Gothique Charpentier, de William Gaddis

Une maison, dans la campagne de l'Etat de New-York. Une femme, Elizabeth, entourée d'hommes qui l'appellent Liz, Beth, ou autre, selon qu'ils sont son mari, son frère, le propriétaire de la maison.

Une atmosphère pesante, due au huis-clos et aux batailles qu'on sent gronder, dans le monde extérieur. Batailles politiques, batailles religieuses, batailles économiques.

Des histoires de famille, elles aussi politiques et économiques.

Un roman tourbillonnant, notamment grâce au style très particulier de Gaddis, qui mêle discours et narration, ou plutôt dialogue et didascalies. Du reste, le roman s'articule autour de quelques actes, qui voient, inexorablement, le couple, la famille, et allégoriquement, l'âme de la nation, courir à leur perte.

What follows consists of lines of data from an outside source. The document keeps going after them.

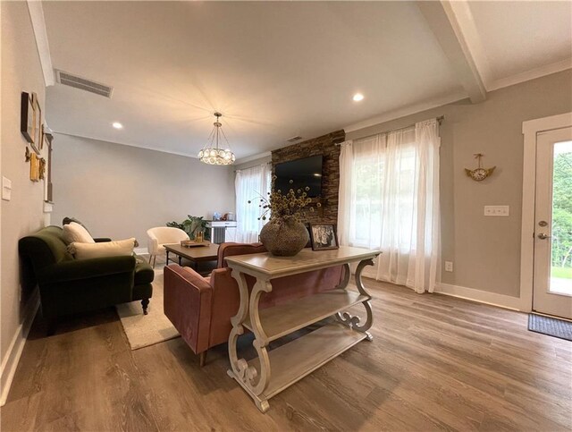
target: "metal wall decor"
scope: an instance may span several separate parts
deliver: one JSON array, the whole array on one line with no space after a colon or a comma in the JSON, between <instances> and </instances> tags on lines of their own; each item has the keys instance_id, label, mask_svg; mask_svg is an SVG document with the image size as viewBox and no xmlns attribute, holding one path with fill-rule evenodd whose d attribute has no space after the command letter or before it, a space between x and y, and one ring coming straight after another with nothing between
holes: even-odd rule
<instances>
[{"instance_id":1,"label":"metal wall decor","mask_svg":"<svg viewBox=\"0 0 572 432\"><path fill-rule=\"evenodd\" d=\"M478 166L474 170L465 168L465 173L468 177L472 178L475 182L482 182L492 174L496 166L488 169L483 168L483 166L481 165L481 157L483 157L484 155L483 153L475 153L474 156L475 159L478 159Z\"/></svg>"}]
</instances>

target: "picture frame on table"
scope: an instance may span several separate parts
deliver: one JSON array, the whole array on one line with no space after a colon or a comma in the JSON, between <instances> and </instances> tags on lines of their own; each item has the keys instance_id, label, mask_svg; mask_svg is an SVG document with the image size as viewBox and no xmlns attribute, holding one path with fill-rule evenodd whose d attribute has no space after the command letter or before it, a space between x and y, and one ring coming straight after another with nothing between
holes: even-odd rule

Un choc, semblable à celui que j'ai ressenti lors de ma découverte de Faulkner avec Le bruit et la fureur. Décidément, ma famille littéraire est là, entre l'auteur de Sanctuaire et celui d'Outremonde. Gaddis entre dans mon univers familier.

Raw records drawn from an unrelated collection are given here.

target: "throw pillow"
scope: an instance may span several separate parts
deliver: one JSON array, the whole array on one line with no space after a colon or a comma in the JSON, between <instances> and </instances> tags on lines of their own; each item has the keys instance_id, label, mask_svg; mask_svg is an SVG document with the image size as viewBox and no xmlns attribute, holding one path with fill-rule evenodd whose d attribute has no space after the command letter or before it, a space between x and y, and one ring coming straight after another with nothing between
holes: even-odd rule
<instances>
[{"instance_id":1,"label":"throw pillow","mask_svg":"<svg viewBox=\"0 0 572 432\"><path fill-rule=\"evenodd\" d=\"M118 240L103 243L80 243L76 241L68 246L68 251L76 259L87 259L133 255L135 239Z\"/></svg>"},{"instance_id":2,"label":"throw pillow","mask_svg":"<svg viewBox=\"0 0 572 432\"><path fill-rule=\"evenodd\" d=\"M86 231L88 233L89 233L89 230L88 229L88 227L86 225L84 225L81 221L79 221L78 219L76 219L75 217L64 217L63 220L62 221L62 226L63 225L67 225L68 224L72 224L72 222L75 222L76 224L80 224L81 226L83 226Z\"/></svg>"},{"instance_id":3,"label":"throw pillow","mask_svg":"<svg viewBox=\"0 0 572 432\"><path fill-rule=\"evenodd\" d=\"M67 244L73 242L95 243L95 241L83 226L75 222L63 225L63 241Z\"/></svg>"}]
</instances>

Crimes à Oxford, d'Alex de la Iglesia

797517230.jpgUn jeune thésard américain en mathématiques, Martin, débarque à Oxford avec dans la tête l'idée de demander à l'un des plus grands professeurs de l'université, Arthur Seldom, de le diriger dans sa recherche. Il a trouvé à louer une chambre chez une vieille dame et sa fille, jeune mais aigrie par les années de soins prodigués à sa mère malade et la mise de côté de sa propre vie. La vieille dame en question se trouve être la veuve du mentor du professeur convoité par le jeune homme.

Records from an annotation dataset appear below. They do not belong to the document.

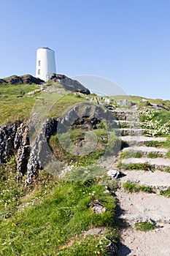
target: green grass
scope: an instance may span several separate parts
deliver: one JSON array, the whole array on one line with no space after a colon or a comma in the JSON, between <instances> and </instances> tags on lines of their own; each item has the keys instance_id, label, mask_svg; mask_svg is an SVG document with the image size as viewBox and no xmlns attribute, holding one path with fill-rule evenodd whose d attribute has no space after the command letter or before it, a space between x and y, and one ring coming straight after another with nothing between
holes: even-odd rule
<instances>
[{"instance_id":1,"label":"green grass","mask_svg":"<svg viewBox=\"0 0 170 256\"><path fill-rule=\"evenodd\" d=\"M66 181L42 170L26 188L24 179L16 182L15 168L11 159L1 170L0 255L108 255L104 237L119 236L116 201L103 192L101 180ZM102 214L90 207L96 199L107 209ZM102 234L84 238L84 231L98 227Z\"/></svg>"},{"instance_id":2,"label":"green grass","mask_svg":"<svg viewBox=\"0 0 170 256\"><path fill-rule=\"evenodd\" d=\"M120 162L117 165L117 167L121 169L125 170L152 170L153 169L152 165L149 163L130 163L124 164L122 162Z\"/></svg>"},{"instance_id":3,"label":"green grass","mask_svg":"<svg viewBox=\"0 0 170 256\"><path fill-rule=\"evenodd\" d=\"M161 190L160 192L161 195L163 195L166 197L170 197L170 188L166 189L166 190Z\"/></svg>"},{"instance_id":4,"label":"green grass","mask_svg":"<svg viewBox=\"0 0 170 256\"><path fill-rule=\"evenodd\" d=\"M153 190L150 187L139 185L136 183L132 183L128 181L123 183L123 187L130 193L138 192L139 191L142 191L146 193L153 192Z\"/></svg>"},{"instance_id":5,"label":"green grass","mask_svg":"<svg viewBox=\"0 0 170 256\"><path fill-rule=\"evenodd\" d=\"M22 121L29 118L35 97L26 94L37 89L35 85L0 85L0 125Z\"/></svg>"},{"instance_id":6,"label":"green grass","mask_svg":"<svg viewBox=\"0 0 170 256\"><path fill-rule=\"evenodd\" d=\"M147 154L147 157L149 158L157 158L157 157L161 157L162 155L158 154L158 153L152 153L152 152L150 152Z\"/></svg>"},{"instance_id":7,"label":"green grass","mask_svg":"<svg viewBox=\"0 0 170 256\"><path fill-rule=\"evenodd\" d=\"M146 142L145 145L147 147L163 148L164 146L164 142L150 140L150 141Z\"/></svg>"},{"instance_id":8,"label":"green grass","mask_svg":"<svg viewBox=\"0 0 170 256\"><path fill-rule=\"evenodd\" d=\"M141 152L135 152L130 150L122 151L120 155L120 159L127 159L131 157L141 158L142 157L142 154Z\"/></svg>"},{"instance_id":9,"label":"green grass","mask_svg":"<svg viewBox=\"0 0 170 256\"><path fill-rule=\"evenodd\" d=\"M153 230L156 227L151 222L144 222L135 223L135 227L137 230L147 232Z\"/></svg>"}]
</instances>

Pour se faire remarquer, Martin assiste à l'une des conférences de Seldom et s'y exprime ; la rebuffade qu'il essuie le décourage et il décide de tout abandonner. Au seuil de la maison, où il est retourné pour faire ses bagages, il tombe sur... Seldom, qui lui dit être venu rendre visite à une vieille amie. Ils entrent tous deux dans la maison, et découvrent le cadavre de la malade. Il y a des traces de lutte, et le meurtre ne fait aucun doute.

Aux policiers qui les interrogent, Seldom avoue qu'il s'attendait à trouver le corps. Plus exactement, qu'il s'attendait à ce que quelque chose se soit passé dans la maison : il venait de recevoir un message écrit composé d'un cercle parfait tracé à main levée et de l'adresse. Seldom a peur que ce symbole ne soit le signe que le meurtre ne soit que le premier d'une série...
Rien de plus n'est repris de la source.